Abstract
Along with traditional effects of aging and carcinogen exposure—inherited DNA variation has substantial contribution to cancer risk. Extraordinary progress made in analysis of common variation with GWAS methodology does not provide sufficient resolution to understand rare variation. To fulfill missing classification for rare germline variation we assembled dataset of whole exome sequences from>2000 patients (selected cases tested negative for candidate genes and unselected cases) with different types of cancers (breast cancer, colon cancer, and cutaneous and ocular melanomas) matched to more than 7000 non-cancer controls and analyzed germline variation in known cancer predisposing genes to identify common properties of disease-associated DNA variation and aid the future searches for new cancer susceptibility genes. Cancer predisposing genes were divided into non-overlapping classes according to the mode of inheritance of the related cancer syndrome or known tumor suppressor activity. Out of all classes only genes linked to dominant syndromes presented significant rare germline variants enrichment in cases. Separate analysis of protein-truncating and missense variation in this list of genes confirmed significant prevalence of protein-truncating variants in cases only in loss-of-function tolerant genes (pLI < 0.1), while ultra-rare missense variants were significantly overrepresented in cases only in constrained genes (pLI > 0.9). In addition to findings in genetically enriched cases, we observed significant burden of rare variation in unselected cases, suggesting substantial role of inherited variation even in relatively late cancer manifestation. Taken together, our findings provide reference for distribution and types of DNA variation underlying inherited predisposition to some common cancer types.

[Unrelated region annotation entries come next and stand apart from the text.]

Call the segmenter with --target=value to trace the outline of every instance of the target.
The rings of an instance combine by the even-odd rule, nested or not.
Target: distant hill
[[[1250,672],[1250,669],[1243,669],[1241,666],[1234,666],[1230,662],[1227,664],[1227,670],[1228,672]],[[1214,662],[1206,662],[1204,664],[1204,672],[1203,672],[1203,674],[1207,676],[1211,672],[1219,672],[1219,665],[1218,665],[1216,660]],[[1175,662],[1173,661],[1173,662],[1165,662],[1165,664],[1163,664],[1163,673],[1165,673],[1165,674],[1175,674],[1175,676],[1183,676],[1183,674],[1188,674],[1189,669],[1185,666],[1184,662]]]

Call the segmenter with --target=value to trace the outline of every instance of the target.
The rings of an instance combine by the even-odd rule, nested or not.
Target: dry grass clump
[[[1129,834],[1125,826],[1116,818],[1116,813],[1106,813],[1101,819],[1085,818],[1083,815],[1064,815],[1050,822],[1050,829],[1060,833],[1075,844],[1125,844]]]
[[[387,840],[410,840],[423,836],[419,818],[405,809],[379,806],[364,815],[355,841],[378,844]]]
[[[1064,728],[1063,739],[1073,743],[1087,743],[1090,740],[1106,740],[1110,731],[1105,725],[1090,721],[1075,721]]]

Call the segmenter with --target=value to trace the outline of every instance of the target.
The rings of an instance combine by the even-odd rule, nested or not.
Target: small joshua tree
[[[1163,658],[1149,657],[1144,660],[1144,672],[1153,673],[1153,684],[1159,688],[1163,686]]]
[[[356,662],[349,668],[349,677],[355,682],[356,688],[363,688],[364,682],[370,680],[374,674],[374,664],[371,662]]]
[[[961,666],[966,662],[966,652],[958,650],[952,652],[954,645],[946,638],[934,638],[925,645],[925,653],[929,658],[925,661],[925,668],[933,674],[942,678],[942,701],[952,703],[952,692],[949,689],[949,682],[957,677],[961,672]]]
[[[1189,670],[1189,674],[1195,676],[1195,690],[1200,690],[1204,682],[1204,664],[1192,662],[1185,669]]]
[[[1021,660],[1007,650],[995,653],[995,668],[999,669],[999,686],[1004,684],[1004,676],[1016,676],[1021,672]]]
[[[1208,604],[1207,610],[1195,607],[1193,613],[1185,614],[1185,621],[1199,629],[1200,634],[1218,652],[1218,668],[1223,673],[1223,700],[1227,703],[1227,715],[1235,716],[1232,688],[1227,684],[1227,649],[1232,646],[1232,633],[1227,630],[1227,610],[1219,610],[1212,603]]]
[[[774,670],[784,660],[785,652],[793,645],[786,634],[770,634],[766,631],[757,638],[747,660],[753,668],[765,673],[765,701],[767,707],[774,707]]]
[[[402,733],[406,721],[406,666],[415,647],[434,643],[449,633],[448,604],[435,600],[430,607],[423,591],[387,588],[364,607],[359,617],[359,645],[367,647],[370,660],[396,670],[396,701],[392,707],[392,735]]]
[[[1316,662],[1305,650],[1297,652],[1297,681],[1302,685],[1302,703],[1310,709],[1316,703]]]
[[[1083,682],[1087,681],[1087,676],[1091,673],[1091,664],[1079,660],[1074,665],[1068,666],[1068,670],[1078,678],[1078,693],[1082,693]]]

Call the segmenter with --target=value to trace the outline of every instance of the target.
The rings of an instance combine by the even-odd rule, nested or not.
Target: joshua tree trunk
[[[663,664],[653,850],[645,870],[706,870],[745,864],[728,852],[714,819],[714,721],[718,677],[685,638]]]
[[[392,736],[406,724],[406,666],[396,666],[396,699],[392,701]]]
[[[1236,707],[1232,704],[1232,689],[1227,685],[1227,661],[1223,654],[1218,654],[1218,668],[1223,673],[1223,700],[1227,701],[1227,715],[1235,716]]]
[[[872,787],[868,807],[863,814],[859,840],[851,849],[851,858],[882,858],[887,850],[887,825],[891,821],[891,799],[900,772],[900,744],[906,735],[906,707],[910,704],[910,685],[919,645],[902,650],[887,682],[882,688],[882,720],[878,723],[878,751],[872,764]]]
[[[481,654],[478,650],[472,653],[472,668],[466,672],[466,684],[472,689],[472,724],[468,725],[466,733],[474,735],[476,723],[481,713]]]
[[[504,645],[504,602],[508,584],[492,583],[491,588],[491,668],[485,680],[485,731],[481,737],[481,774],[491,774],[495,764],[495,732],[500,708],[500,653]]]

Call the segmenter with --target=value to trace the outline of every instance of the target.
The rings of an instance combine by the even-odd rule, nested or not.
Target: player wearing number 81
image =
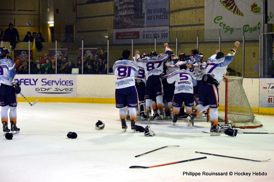
[[[210,107],[211,136],[220,134],[217,126],[219,101],[218,86],[225,75],[227,67],[232,61],[240,44],[238,42],[235,42],[234,47],[225,57],[223,53],[217,50],[216,54],[208,60],[206,74],[199,88],[199,104],[188,117],[188,121],[193,122],[194,117]]]
[[[163,70],[163,63],[172,54],[172,50],[168,47],[167,43],[164,44],[165,47],[164,54],[157,55],[155,52],[152,52],[150,57],[146,57],[142,59],[139,59],[140,56],[139,51],[135,52],[136,60],[139,66],[144,68],[146,78],[146,105],[147,108],[147,120],[149,121],[151,116],[151,108],[152,99],[156,98],[157,112],[163,119],[164,112],[164,105],[163,101],[163,84],[161,79],[161,75]]]
[[[119,108],[119,115],[124,132],[128,127],[125,119],[126,109],[128,107],[129,112],[131,129],[134,132],[136,129],[136,108],[138,107],[138,95],[135,87],[135,78],[139,73],[139,67],[135,61],[128,60],[130,51],[124,50],[122,53],[123,59],[117,61],[113,65],[113,72],[116,76],[115,81],[115,99],[116,107]]]

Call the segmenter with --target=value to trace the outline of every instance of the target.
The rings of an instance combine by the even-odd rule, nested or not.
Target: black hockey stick
[[[155,165],[155,166],[132,166],[130,167],[129,168],[151,168],[151,167],[158,167],[158,166],[166,166],[167,165],[173,164],[177,164],[177,163],[183,163],[185,162],[188,162],[189,161],[196,160],[199,160],[199,159],[203,159],[206,158],[206,157],[202,157],[195,158],[195,159],[188,159],[188,160],[181,160],[181,161],[178,161],[177,162],[174,162],[173,163],[166,163],[165,164],[159,164],[158,165]]]
[[[230,158],[234,158],[234,159],[243,159],[243,160],[251,160],[252,161],[255,161],[256,162],[263,162],[264,161],[266,161],[267,160],[269,160],[271,159],[268,159],[267,160],[252,160],[252,159],[244,159],[244,158],[240,158],[240,157],[231,157],[230,156],[223,156],[222,155],[219,155],[216,154],[213,154],[213,153],[206,153],[205,152],[197,152],[197,151],[195,151],[195,153],[202,153],[203,154],[206,154],[209,155],[212,155],[213,156],[220,156],[220,157],[229,157]]]
[[[28,102],[28,103],[30,104],[30,105],[31,106],[33,106],[33,105],[34,105],[38,102],[38,99],[36,99],[36,100],[34,101],[34,102],[33,102],[33,104],[31,104],[31,103],[30,102],[30,101],[29,101],[29,100],[28,100],[28,99],[27,99],[27,98],[26,98],[26,97],[25,97],[24,96],[24,95],[23,95],[22,94],[22,93],[20,93],[20,94],[22,95],[22,97],[24,98],[25,99],[25,100],[26,101]]]
[[[137,155],[137,156],[135,156],[135,157],[139,157],[141,156],[142,156],[143,155],[144,155],[145,154],[146,154],[147,153],[150,153],[151,152],[154,152],[156,150],[159,150],[159,149],[163,149],[163,148],[167,147],[179,147],[178,145],[169,145],[167,146],[165,146],[164,147],[161,147],[160,148],[159,148],[159,149],[155,149],[155,150],[151,150],[151,151],[149,151],[147,152],[146,152],[145,153],[142,153],[142,154],[139,154],[139,155]]]

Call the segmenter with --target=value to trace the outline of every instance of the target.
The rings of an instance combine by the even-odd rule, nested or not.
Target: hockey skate
[[[146,110],[147,110],[146,115],[147,115],[147,121],[149,122],[151,118],[151,108],[150,107],[148,107]]]
[[[166,113],[164,111],[164,108],[163,108],[163,109],[158,108],[158,109],[157,110],[157,113],[159,115],[159,116],[160,116],[160,117],[159,118],[159,119],[163,119],[165,117],[165,115]]]
[[[177,119],[178,119],[178,115],[176,114],[174,114],[174,117],[173,117],[173,119],[172,120],[174,125],[175,125],[175,123],[177,122]]]
[[[134,120],[131,120],[130,124],[131,125],[131,129],[132,130],[132,132],[134,133],[136,130],[136,126],[135,126],[135,122]]]
[[[128,128],[128,126],[127,126],[127,124],[126,123],[125,119],[121,119],[121,122],[122,123],[122,129],[123,129],[123,131],[124,132],[125,132],[127,131],[127,129]]]
[[[3,122],[3,131],[4,132],[4,135],[5,135],[7,133],[8,133],[10,131],[10,130],[8,127],[8,125],[7,125],[6,122]]]
[[[16,125],[14,124],[13,122],[12,121],[10,121],[10,124],[11,125],[11,126],[10,127],[10,130],[11,131],[11,132],[12,134],[19,133],[19,131],[20,131],[20,129],[17,128],[17,126],[16,126]]]
[[[188,115],[187,118],[188,123],[188,125],[189,125],[190,128],[191,128],[194,125],[194,118],[196,115],[195,113],[194,113],[195,112],[196,112],[196,111],[195,110],[193,111],[193,112]]]
[[[213,125],[213,122],[211,122],[211,127],[210,127],[210,136],[219,136],[221,135],[219,131],[218,126]]]

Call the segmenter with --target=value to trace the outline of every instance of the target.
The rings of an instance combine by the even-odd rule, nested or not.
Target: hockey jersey
[[[215,58],[216,54],[211,56],[207,60],[206,74],[210,75],[220,83],[226,75],[227,67],[232,61],[236,52],[231,49],[225,57],[218,59]]]
[[[113,72],[116,76],[116,89],[135,85],[135,78],[139,74],[139,67],[135,61],[123,59],[117,61],[113,65]]]
[[[16,74],[15,64],[12,60],[0,59],[0,84],[12,85],[12,82],[14,81]]]
[[[175,81],[174,94],[182,92],[193,94],[193,87],[197,84],[196,77],[192,73],[183,69],[170,74],[167,80],[169,84]]]
[[[172,52],[171,50],[166,48],[164,54],[161,54],[156,57],[146,57],[142,59],[140,57],[139,54],[136,54],[137,64],[139,67],[144,68],[146,77],[147,79],[149,77],[152,75],[160,75],[163,70],[163,63],[170,56]]]

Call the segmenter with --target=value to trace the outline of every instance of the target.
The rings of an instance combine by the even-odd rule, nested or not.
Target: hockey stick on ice
[[[22,96],[22,97],[23,97],[25,99],[25,100],[26,101],[28,102],[28,103],[31,106],[33,106],[33,105],[34,105],[34,104],[35,104],[38,102],[38,99],[36,99],[36,100],[34,101],[34,102],[33,102],[33,104],[31,104],[31,103],[30,102],[30,101],[29,101],[29,100],[28,100],[28,99],[27,99],[27,98],[26,98],[26,97],[25,97],[24,96],[24,95],[23,95],[22,94],[22,93],[20,93],[20,94]]]
[[[161,147],[160,148],[159,148],[159,149],[155,149],[155,150],[151,150],[151,151],[149,151],[149,152],[147,152],[144,153],[142,153],[142,154],[139,154],[139,155],[137,155],[137,156],[135,156],[135,157],[139,157],[141,156],[142,156],[143,155],[144,155],[145,154],[146,154],[147,153],[150,153],[151,152],[154,152],[156,150],[159,150],[159,149],[163,149],[163,148],[167,147],[179,147],[178,145],[169,145],[168,146],[165,146],[164,147]]]
[[[183,163],[185,162],[188,162],[189,161],[191,161],[192,160],[199,160],[199,159],[206,159],[206,157],[199,157],[199,158],[195,158],[195,159],[191,159],[188,160],[181,160],[181,161],[178,161],[177,162],[174,162],[172,163],[166,163],[165,164],[159,164],[158,165],[156,165],[155,166],[132,166],[129,167],[129,168],[151,168],[151,167],[158,167],[158,166],[166,166],[167,165],[169,165],[170,164],[177,164],[177,163]]]
[[[213,153],[206,153],[205,152],[197,152],[197,151],[195,151],[195,153],[202,153],[203,154],[208,154],[209,155],[212,155],[213,156],[220,156],[220,157],[229,157],[230,158],[233,158],[234,159],[242,159],[243,160],[251,160],[252,161],[255,161],[256,162],[263,162],[265,161],[266,161],[267,160],[269,160],[271,159],[268,159],[267,160],[252,160],[252,159],[244,159],[244,158],[240,158],[240,157],[231,157],[230,156],[223,156],[222,155],[219,155],[216,154],[214,154]]]
[[[202,132],[206,133],[210,133],[210,132],[208,131],[203,131]],[[223,132],[222,132],[223,133]],[[263,133],[260,132],[237,132],[237,134],[240,133],[241,134],[274,134],[274,133]]]

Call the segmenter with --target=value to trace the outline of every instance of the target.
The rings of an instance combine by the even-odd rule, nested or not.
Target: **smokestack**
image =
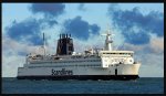
[[[66,34],[66,39],[68,39],[68,34]]]

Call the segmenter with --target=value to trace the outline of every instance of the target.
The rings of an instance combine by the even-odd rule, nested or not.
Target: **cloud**
[[[139,8],[123,11],[118,4],[111,4],[108,15],[127,43],[147,44],[151,40],[149,34],[164,36],[164,13],[151,11],[144,15]]]
[[[42,44],[42,36],[40,35],[40,22],[35,19],[27,19],[22,22],[13,22],[6,28],[7,36],[20,41],[30,42],[33,45]]]
[[[51,20],[28,18],[21,22],[13,21],[11,25],[6,26],[4,35],[21,43],[27,42],[32,45],[42,45],[43,36],[41,30],[51,28],[54,24],[56,22]]]
[[[79,4],[77,9],[81,10],[81,11],[85,11],[86,10],[84,3]]]
[[[64,13],[65,4],[62,3],[32,3],[30,6],[32,13],[42,13],[45,18],[54,18]]]
[[[90,34],[96,35],[101,30],[97,24],[91,25],[89,22],[82,20],[81,17],[65,20],[63,24],[63,31],[65,33],[71,33],[74,38],[80,40],[87,40]]]

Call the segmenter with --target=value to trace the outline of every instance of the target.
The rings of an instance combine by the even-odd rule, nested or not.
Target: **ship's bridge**
[[[134,52],[133,51],[101,51],[100,55],[124,55],[124,56],[133,56]]]

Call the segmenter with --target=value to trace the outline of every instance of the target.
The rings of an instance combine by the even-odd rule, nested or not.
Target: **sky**
[[[55,54],[60,33],[74,51],[103,47],[111,29],[114,50],[132,50],[141,77],[164,77],[164,3],[2,3],[2,77],[15,77],[25,55]]]

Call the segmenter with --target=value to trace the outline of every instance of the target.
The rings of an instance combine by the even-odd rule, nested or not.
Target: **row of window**
[[[103,53],[103,54],[123,54],[123,55],[131,55],[131,53]]]
[[[73,67],[73,66],[74,66],[74,67],[77,67],[77,66],[94,67],[94,66],[101,66],[101,65],[56,65],[56,66],[29,66],[29,67],[30,67],[30,68],[34,68],[34,67],[69,67],[69,66],[71,66],[71,67]]]
[[[77,63],[77,62],[101,62],[101,60],[91,60],[91,61],[63,61],[63,62],[54,62],[51,63]],[[48,62],[41,62],[41,63],[48,63]]]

Subject terms: Cancer genetics, Cancer genetics, DNA sequencing, Genetic association study
Introduction
Discovery of over 100 germline predisposition genes in cancer have not only revolutionized identification of individuals and families at higher risk, but also provided novel mechanistic insights into the role of pathways in cancer development and helped in mitigating the risk using appropriate clinical management [1]. Common to cancer genetics approach involves studying kindred with multiple samples and searching for DNA variation segregated between affected and non-affected members of the family. However, segregation of the variants could be uniquely observed in a given kindred and do not provide compelling information about their capacity to explain cancer cases outside of kindred of interest. Multiple cohort-based studies of inherited variation in cancer with GWAS methods reached great success in identifying low to moderate risk common variants [2]. Understanding rare coding variation on population scale requires massive genome/exome sequencing data both for cases and controls. Only recently sufficient statistical power was gained to discover new cancer susceptibility genes using case–control analysis of rare germline variation [3]. However, systematic description of rare inherited variation architecture in cancer cases in comparison to control subjects has not been reported yet.
Results
In order to identify shared properties of rare germline variation in cancer 866 patients diagnosed with early onset and/or familial history either of breast cancer (MIM: [114480]), colon cancer (MIM: [114500]), cutaneous melanoma (MIM: [155600]), ocular melanoma (MIM: [155720]), Li-Fraumeni syndrome (MIM: [151623]) (Supplementary materials, Supplementary Table 1) were recruited at MGH (Boston, USA), MEEI (Boston, USA), MSKCC (New York, USA), Andreas Sygros Hospital (Athens, Greece). Written informed consent was obtained from all individuals. Patients in this cohort were subjected to initial genetic screening (Supplementary Methods) and further identified as “selected cases”. We additionally included 1754 cancer samples with matching phenotypes from The Cancer Genome Atlas with no ascertainment for family history and age of onset. This cohort was identified as “unselected cases”. Control set of 24,612 samples was assembled from dbGAP whole exome studies of non-cancer phenotypes (Supplementary Table 1). Whole exome DNA sequences from all samples were assembled in a single dataset. To ensure close ancestral matching, we performed principal component analysis (PCA; Supplementary Figure 1A) and the largest cluster of samples representing European ancestry was further subjected to relatedness analysis. We removed all duplicated samples and first-degree relatives from further analysis. Final dataset included 846 selected cases, 1496 unselected cases and 7924 matched controls. Examination of common synonymous variants (MAF > 5%) revealed a null-distribution of the Fisher’s exact test (two-sided) statistic between cases and controls with genomic inflation factor λ = 1.012 (Supplementary Figure 1B).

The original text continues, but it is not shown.